Minutes later Karius, saved Franco Vazquez’s effort from a narrow angle and Escudero smashed the ball off the goalkeeper and the crossbar. Suddenly, it seemed inevitable that the Reds’ lead would be lost entirely.

Jürgen Klopp finally made the necessary changes, replacing Moreno and Coutinho with James Milner and Emre Can, instantly supplying the visitors with a measure of control, and eventually, some scoring chances. Salah took one touch too many, spoiling a wonderful opportunity created by Firmino’s work rate, Mané blasted a volley over the bar after a neat chipped through ball from Can, and a perfect counter attack was only denied at the very last possible second by an heroic effort from Banega, blocking Can’s cutback to Mané all alone at the back post.

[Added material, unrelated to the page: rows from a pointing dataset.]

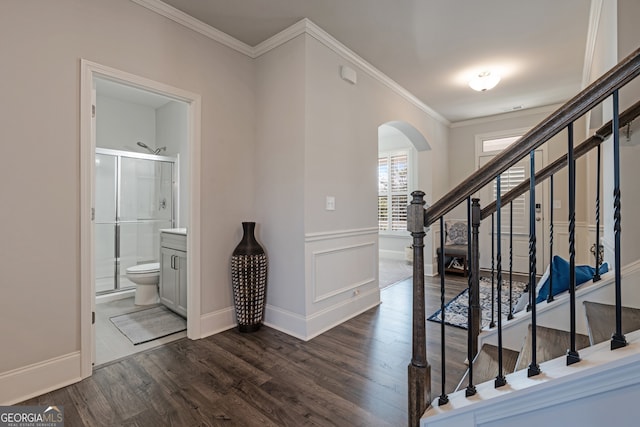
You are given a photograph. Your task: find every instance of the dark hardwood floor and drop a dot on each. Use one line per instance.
(353, 375)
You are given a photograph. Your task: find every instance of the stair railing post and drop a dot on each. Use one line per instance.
(419, 371)
(492, 324)
(475, 312)
(534, 368)
(500, 378)
(443, 399)
(550, 296)
(617, 340)
(572, 353)
(472, 340)
(510, 315)
(596, 275)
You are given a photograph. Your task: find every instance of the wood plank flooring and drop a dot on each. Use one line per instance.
(352, 375)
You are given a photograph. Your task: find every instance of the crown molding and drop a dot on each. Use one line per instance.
(301, 27)
(198, 26)
(592, 36)
(509, 115)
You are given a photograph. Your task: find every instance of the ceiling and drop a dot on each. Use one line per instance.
(433, 47)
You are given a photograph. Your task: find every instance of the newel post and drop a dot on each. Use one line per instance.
(419, 374)
(475, 312)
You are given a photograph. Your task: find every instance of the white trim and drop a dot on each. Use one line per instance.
(395, 255)
(330, 317)
(196, 25)
(115, 296)
(508, 115)
(301, 27)
(89, 71)
(314, 271)
(217, 321)
(39, 378)
(296, 323)
(592, 37)
(308, 327)
(338, 234)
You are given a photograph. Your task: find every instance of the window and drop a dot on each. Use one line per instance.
(393, 191)
(509, 180)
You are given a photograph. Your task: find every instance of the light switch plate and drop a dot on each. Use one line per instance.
(330, 203)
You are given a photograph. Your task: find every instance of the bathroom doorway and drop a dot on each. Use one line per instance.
(140, 145)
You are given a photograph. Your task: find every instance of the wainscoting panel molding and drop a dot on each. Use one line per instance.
(40, 378)
(344, 269)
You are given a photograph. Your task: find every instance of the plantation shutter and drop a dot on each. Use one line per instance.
(393, 188)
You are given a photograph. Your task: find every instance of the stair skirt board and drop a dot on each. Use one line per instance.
(485, 365)
(601, 320)
(550, 344)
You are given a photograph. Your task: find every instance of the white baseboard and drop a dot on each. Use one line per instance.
(395, 255)
(308, 327)
(285, 321)
(39, 378)
(114, 296)
(216, 322)
(322, 321)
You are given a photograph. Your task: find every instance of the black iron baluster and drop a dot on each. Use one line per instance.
(534, 368)
(596, 275)
(443, 399)
(471, 352)
(500, 379)
(617, 340)
(572, 353)
(510, 316)
(492, 324)
(550, 296)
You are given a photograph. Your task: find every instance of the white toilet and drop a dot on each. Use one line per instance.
(146, 277)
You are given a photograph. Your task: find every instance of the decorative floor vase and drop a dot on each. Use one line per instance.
(249, 280)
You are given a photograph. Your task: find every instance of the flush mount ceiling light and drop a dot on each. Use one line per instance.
(484, 81)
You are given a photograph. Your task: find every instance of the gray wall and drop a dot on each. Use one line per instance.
(41, 49)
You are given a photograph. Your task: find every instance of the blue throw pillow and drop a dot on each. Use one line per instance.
(560, 273)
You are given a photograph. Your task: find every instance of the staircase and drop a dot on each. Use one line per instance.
(525, 397)
(551, 363)
(552, 343)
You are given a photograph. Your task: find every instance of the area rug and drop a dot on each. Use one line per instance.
(149, 324)
(456, 310)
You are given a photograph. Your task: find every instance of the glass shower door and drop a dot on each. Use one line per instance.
(105, 221)
(134, 200)
(146, 206)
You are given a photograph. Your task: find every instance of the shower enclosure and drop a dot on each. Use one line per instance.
(135, 198)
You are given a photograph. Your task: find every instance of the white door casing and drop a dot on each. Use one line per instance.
(90, 71)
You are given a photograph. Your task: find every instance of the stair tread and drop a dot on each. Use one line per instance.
(601, 320)
(485, 365)
(550, 344)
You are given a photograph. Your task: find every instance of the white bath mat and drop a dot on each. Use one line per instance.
(149, 324)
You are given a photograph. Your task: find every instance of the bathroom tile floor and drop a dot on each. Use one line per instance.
(111, 344)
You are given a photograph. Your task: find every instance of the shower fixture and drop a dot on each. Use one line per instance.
(151, 150)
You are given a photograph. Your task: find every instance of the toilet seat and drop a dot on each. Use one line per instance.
(153, 267)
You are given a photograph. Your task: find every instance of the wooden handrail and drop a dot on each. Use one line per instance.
(590, 143)
(595, 93)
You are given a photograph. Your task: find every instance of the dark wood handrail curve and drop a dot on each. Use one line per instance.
(595, 93)
(590, 143)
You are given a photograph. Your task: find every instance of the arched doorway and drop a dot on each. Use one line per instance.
(402, 157)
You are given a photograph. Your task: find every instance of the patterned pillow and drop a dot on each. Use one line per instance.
(456, 233)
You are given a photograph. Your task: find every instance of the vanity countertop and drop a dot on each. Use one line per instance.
(182, 231)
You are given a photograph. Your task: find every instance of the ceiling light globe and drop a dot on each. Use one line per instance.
(484, 81)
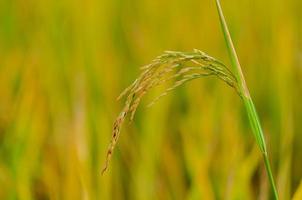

In the third minute of injury time, less seasoned bloggers and journalists had finished their headlines about how the Reds nearly squandered all of their hard-earned bounty, but managed to stop the rot and save it in the end, when the death blow fell. Predictably, it came on the second-ball following a set piece, as Klavan’s clearance only made it as far as Guido Pizarro ten yards out, who did well to control and slam home the equalizer in one motion. Shenanigans. Pandemonium. Etc.

So. Good news and bad news. The Liverpool front three has scored 27 goals in all competitions this year, and there is still nearly two-thirds of the season to go. That’s pretty neat. However, the Reds are an absolute shambles at the back. With 28 goals conceded in 21 games, one needs to accept that the recent run of defensive solidity was most likely a blip rather than a trend, and that any time you watch this side, you’re likely to see at least six goals, any of which could go any which way.

No grades to hand out. Any player can look like a million bucks one minute and a drunk toddler the next. Karius made a couple of stunning saves, but is nowhere near any of the goals. The Morennaisance took a shot to the bow with the Spaniard’s worst performance of the year. Goal machine Salah missed a pair of sitters. Jordan Henderson did all the good work you could ask but was also directly at fault on the two huge chances in the first half. Klavan looks perfectly competent until he super doesn’t. Jürgen Klopp sketches up a pristine set piece play that results in two goals, but utterly fails to adjust until it is much to late in the second half.

It’s all bonkers. And Chelsea are coming to town on Saturday. Strap. In.